先住民文化を体感したあとは、ミュージアムで学びの時間

 さて、最後にご案内するのはミュージアム。五感でアボリジナルの文化を体感したら、その奥深さをもっと掘り下げて知りたくなるはず。

 オーストラリア各地にある国立・州立博物館の多くには、先住民をテーマにしたコーナーが設けられ、その土地で紡がれてきた歴史や文化のさまざまな側面を学ぶことができます。

 南半球最大級のミュージアムであるメルボルン博物館には、2013年にリニューアルオープンした「ブンジラカ・アボリジナル・カルチュラル・センター」が。地域の人はもちろん、旅行者にとっても大切な学びの場となっています。

 かつてオーストラリアには、約500のアボリジナルの人々の “国” が存在し、約250もの異なる言語グループがあったといいます。ビクトリア州にもたくさんのコミュニティと言語がありましたが、19世紀半ばからのわずか150年余りで、その多くが失われてしまいました。

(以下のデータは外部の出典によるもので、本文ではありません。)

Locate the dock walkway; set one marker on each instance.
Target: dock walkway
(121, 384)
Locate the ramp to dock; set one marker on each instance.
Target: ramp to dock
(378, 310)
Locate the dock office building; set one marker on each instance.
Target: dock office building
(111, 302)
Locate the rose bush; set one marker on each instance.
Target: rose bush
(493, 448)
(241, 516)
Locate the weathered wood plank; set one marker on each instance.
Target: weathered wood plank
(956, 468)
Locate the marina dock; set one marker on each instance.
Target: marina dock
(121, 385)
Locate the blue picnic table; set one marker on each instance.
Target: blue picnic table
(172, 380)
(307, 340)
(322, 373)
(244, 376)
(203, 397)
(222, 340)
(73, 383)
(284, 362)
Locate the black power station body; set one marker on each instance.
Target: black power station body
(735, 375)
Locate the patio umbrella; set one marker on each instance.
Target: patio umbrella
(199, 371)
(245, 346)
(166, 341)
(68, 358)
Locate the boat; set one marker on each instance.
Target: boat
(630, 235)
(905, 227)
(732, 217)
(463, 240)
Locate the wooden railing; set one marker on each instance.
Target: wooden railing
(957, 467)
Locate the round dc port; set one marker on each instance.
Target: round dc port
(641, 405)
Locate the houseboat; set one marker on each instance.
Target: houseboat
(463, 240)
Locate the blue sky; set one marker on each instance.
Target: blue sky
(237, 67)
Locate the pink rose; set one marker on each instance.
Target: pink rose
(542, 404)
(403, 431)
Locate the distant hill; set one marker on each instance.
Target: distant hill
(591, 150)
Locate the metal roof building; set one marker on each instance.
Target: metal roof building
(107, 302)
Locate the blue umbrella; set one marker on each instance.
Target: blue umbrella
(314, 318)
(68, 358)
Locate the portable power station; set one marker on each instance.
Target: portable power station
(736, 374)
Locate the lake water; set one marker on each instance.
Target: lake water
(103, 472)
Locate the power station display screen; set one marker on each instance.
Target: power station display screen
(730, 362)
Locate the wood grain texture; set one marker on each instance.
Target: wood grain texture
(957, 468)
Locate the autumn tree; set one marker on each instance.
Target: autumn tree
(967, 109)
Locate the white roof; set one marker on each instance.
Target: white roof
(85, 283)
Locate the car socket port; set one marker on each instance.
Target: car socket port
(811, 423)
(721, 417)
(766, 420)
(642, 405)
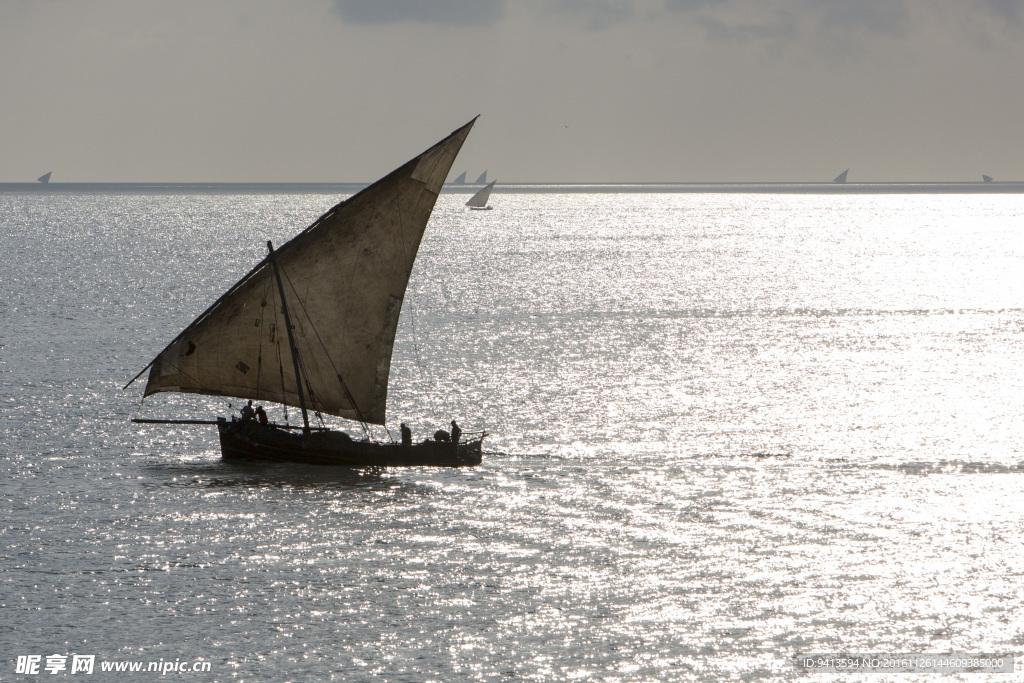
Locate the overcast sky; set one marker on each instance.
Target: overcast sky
(568, 90)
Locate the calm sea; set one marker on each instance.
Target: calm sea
(726, 429)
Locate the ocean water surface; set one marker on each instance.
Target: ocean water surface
(726, 430)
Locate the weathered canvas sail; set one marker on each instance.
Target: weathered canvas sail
(344, 280)
(479, 200)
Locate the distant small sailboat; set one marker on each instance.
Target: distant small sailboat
(479, 200)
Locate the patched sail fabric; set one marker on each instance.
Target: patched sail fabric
(344, 280)
(479, 200)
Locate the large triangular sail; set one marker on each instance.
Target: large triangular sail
(479, 200)
(344, 280)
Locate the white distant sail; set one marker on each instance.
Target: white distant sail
(479, 200)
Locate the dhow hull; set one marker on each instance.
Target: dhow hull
(267, 442)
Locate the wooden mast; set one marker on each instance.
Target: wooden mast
(291, 339)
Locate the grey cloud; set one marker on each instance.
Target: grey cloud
(1012, 10)
(458, 12)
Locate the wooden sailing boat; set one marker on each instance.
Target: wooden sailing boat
(479, 200)
(313, 325)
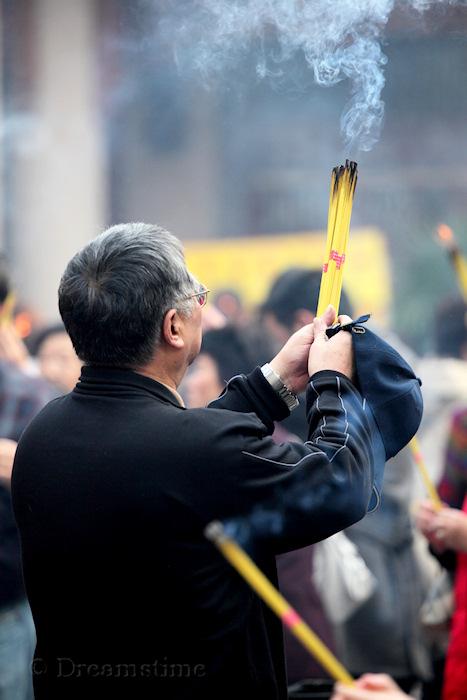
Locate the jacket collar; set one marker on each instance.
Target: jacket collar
(110, 381)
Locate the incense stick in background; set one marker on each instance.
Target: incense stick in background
(419, 461)
(6, 313)
(343, 182)
(264, 588)
(447, 240)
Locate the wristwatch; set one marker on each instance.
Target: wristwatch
(278, 385)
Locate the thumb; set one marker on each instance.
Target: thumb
(319, 326)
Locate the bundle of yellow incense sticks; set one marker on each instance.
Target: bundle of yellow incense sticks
(459, 263)
(6, 312)
(343, 182)
(240, 560)
(420, 462)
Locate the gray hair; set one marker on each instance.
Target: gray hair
(115, 292)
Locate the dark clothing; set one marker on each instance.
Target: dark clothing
(113, 485)
(21, 398)
(296, 584)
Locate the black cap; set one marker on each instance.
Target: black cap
(390, 387)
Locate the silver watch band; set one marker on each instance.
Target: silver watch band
(278, 385)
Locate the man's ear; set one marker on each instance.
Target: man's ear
(301, 318)
(172, 329)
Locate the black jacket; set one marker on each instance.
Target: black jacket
(112, 487)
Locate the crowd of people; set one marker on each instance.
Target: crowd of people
(115, 480)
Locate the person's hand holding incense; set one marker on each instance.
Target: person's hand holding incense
(292, 361)
(371, 686)
(331, 353)
(7, 456)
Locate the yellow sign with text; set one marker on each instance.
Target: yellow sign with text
(250, 265)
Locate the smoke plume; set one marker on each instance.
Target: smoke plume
(339, 40)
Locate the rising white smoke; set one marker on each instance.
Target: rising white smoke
(339, 39)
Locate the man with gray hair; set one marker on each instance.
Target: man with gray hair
(114, 484)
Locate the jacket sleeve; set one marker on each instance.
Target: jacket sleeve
(290, 495)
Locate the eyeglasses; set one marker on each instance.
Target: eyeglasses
(201, 296)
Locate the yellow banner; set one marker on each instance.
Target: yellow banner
(250, 265)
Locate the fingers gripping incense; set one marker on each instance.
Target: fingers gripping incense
(238, 558)
(343, 182)
(447, 239)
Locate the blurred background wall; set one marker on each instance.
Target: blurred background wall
(98, 126)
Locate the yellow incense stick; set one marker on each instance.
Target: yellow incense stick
(447, 239)
(419, 461)
(238, 558)
(343, 182)
(460, 266)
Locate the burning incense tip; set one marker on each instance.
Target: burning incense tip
(445, 232)
(343, 183)
(214, 532)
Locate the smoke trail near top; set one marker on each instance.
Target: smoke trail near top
(339, 39)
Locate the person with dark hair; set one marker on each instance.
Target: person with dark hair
(58, 362)
(292, 301)
(114, 484)
(21, 397)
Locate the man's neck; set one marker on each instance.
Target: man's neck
(168, 379)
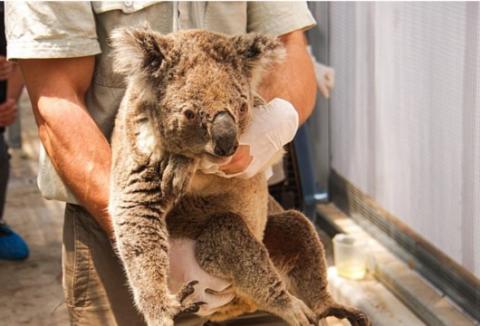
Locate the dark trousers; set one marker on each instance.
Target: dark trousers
(4, 172)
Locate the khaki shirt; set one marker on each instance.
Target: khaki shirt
(75, 29)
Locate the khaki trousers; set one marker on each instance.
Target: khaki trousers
(94, 281)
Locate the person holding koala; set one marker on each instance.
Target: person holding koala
(12, 246)
(67, 65)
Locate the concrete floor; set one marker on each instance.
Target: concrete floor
(31, 291)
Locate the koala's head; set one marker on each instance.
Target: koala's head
(195, 89)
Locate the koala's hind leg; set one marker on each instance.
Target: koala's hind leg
(227, 249)
(297, 251)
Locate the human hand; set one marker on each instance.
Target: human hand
(213, 292)
(8, 112)
(6, 68)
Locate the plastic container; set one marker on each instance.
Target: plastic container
(349, 254)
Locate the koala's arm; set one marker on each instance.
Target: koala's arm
(77, 148)
(294, 79)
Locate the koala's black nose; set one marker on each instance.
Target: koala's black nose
(224, 134)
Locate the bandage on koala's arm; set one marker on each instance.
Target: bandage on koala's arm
(273, 126)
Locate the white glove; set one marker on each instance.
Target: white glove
(184, 268)
(273, 126)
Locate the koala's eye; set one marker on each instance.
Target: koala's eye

 展示コーナーのなかには言語をテーマにした一角もあり、そこではビクトリア州のアボリジナルの人々が話した38の言葉を実際に聞くことができます。

 歴史を学ぶエリアには、約250万~4万年前までオーストラリアに生息したとされるディプロトドンの復元想像図が。この大型有袋動物が生きていた時代から、先住民たちもこの大陸で暮らしてきたのです。

 また、先住民たちが日々の食料として親しみ、神話にも登場する大切な植物「ムルノン(ヤム・デイジー)」に関する展示も。

 かつてメルボルン一帯は、非常に柔らかな土で覆われ、そこにたくさんのムルノンが花を咲かせたといいます。しかしヨーロッパからの入植が始まると土が踏み固められてしまい、この花はまったく育たなくなってしまったのだそう……。

 世界創生の神「ブンジル」の世界観をキネティックアートで表現した展示も幻想的。美しい視覚的な演出に魅了されます。

 約6万年前にまでさかのぼる壮大な人々の歴史について、ミュージアムで学べるのはほんの一部。でも、それをきっかけとして先住民について理解を深める旅は、唯一無二のものになるに違いありません。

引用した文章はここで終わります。